Thursday, July 29, 2010

Dynamite Results at Teradyne

Teradyne (TER) reported results last night that were explosive. Earnings of $.69 beat analyst estimates by $.22 or over 40% for the 2nd straight quarter. Revenue was up an amazing 38% sequentially. For Q3 they forecast earnings of over $.80 easily beating estimates of only $.46. TER continues to benefit from a fast expanding market in wireless (read smartphones) and smart power management.

So what did the stock do? What would you expect for guidance that nearly doubled estimates? Well, in this market at least the stock went up. The gain for the day ended up $.86 or a little over 8%. Not bad, but when you consider the guidance nearly doubled the estimate from back in April but the stock is still down nearly 20% from the highs above $13 it just doesn't add up. And this is even after the large cap semi stocks like Intel (INTC) and Texas Instruments (TXN) had blow out numbers.

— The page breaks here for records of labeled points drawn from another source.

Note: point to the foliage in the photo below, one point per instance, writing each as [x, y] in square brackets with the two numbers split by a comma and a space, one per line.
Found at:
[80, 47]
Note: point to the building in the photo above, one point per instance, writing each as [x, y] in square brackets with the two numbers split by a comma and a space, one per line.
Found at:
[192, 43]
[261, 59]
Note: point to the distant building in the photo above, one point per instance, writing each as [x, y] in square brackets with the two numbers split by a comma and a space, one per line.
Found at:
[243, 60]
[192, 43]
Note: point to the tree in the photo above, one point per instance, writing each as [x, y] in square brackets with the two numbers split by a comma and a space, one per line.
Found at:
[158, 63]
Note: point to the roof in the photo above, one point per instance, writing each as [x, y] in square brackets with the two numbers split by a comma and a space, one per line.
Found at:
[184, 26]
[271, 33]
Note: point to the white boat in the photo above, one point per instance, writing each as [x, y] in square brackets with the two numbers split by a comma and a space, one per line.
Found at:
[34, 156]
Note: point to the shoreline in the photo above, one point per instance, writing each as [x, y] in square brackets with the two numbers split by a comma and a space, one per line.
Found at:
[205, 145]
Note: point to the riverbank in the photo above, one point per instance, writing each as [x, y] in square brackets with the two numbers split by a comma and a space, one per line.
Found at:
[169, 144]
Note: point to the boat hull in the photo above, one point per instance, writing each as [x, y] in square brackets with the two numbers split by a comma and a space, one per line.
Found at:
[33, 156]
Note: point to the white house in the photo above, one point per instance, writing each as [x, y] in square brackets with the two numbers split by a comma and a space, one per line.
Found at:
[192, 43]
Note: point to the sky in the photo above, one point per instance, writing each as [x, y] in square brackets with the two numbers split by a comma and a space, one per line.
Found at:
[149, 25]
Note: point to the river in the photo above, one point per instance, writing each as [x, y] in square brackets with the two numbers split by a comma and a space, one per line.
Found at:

In all fairness, the market should be concerned about cycle peaks and cyclical volumes in the semiconducter sector. Orders were down slightly, but from a bristling pace in Q1. Considering the economy just left a recession its difficult to see that the sector has already peaked. Too many people seem concerned about a slowdown in demand for a peak to have been reached.

Financials
2010 estimates now range around $2.3 leaving the stock at 4.8x eps. With over $2 in net cash, TER has an Enterprise Value of just $9 or a meager sub 4x eps. Would it be crazy for the valuation to triple to 12?

Summary from Q2 report:
- Q2’10 revenue of $455 million, up 38% from Q1’10 and up 168% from Q2’09

- Q2’10 diluted non-GAAP income of $0.69 per share, up from non-GAAP income of $0.33 per share in Q1’10 and up from a non-GAAP loss of $0.21 per share in Q2’09; Q2’10 diluted GAAP income of $0.55 per share

- Q3’10 guidance: Revenue of $490 million to $520 million: Diluted non-GAAP income of $0.75 to $0.83 per share; Diluted GAAP income of $0.60 to $0.67 per share

Summary
For now, 2010 appears to be the opposite of 2000. In 2000 a company with this much growth would trade at 40 or 50x earnings. Now we're lucky to see 4 or 5x. When would you rather be buying?